Ainsi, le procureur de la ville, Pierre d’Armentières, 45 ans, ancien sergent monté en grade grâce à ses sympathies bourguignonnes. Sa maison, l’hôtel de Chaumont, près de la Cour de Rome, témoigne de son importance. Mais depuis, il a juré obéissance à Charles VII. Et pourtant, il regrette le temps passé où il était aussi clerc et receveur de la ville, et où on l’appelait « chevalier ».

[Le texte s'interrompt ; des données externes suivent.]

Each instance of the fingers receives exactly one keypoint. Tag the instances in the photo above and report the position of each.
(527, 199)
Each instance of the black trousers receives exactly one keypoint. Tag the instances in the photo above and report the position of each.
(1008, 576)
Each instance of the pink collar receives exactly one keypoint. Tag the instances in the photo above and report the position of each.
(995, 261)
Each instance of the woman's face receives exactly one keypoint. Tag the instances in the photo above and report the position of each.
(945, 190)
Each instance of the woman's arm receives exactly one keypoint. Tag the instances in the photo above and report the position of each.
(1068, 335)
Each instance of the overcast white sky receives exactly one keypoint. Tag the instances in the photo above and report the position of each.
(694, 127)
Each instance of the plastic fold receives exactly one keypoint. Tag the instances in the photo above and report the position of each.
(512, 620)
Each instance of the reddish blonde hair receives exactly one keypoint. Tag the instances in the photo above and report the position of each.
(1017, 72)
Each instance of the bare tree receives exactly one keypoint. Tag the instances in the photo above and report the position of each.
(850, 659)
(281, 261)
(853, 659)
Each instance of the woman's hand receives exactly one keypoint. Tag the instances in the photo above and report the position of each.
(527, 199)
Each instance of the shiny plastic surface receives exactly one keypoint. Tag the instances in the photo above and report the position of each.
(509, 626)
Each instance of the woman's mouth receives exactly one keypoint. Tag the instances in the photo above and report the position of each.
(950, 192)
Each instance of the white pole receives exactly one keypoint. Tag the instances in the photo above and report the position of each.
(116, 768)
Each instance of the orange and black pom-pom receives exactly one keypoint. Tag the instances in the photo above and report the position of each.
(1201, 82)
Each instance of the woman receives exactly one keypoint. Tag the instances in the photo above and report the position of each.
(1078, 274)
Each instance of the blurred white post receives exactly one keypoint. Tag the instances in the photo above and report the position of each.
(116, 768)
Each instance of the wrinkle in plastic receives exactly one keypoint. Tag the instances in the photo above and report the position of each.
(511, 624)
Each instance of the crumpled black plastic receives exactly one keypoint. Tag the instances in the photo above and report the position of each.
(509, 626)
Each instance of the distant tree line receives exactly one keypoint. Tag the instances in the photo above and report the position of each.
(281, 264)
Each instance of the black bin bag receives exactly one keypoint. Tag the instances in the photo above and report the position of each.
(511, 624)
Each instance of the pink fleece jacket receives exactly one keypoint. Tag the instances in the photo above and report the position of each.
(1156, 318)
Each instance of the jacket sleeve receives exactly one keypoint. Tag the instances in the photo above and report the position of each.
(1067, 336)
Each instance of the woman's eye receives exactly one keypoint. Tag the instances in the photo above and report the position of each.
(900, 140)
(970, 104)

         Dès 1429, les notables se sont réunis et ont révisé les listes des habitants de la ville : « sizainiers » ou « homme de fer », « dizainiers » ou « homme de pourpoint ». La différence tient seulement dans l’équipement : les hommes de pourpoint, les plus pauvres, devront s’armer à leurs frais ou à ceux de la ville, d’un épieu, d’un maillet de plomb. Les hommes de fer, de pertuisanes (lances de fer), javelines, arbalètes, haches d’armes et épées. Quelques-uns sauront manier les « plomées » et les couleuvrines (ancêtres du mousquet), les premières armes à feu. Pour se protéger, ils portent une cuirasse, une salade (casque), des gantelets.

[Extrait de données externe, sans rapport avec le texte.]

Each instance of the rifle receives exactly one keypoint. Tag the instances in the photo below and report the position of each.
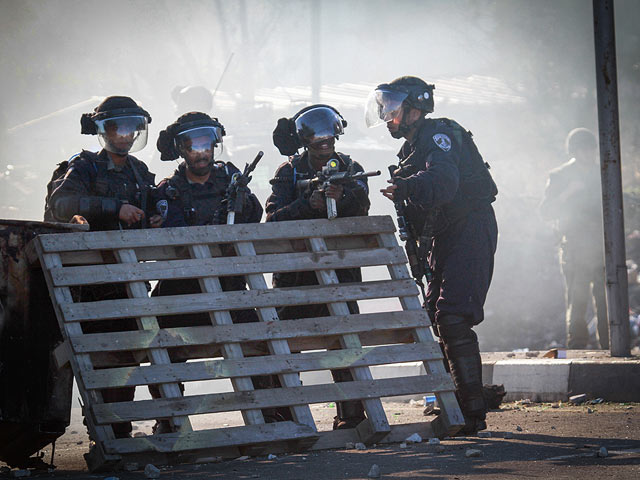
(330, 175)
(237, 189)
(417, 255)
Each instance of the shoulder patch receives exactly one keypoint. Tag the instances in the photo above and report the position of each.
(442, 141)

Ainsi, chaque habitant jusqu’à 50 ans possède son petit harnachement personnel, de même que les prêtres, et même le chapelain de l’Evêque (qui peut cependant se faire remplacer par un valet). Ne sont exemptés que les gens trop pauvres ou impotents.

Chacun doit entretenir ses armes en bon état et savoir s’en servir.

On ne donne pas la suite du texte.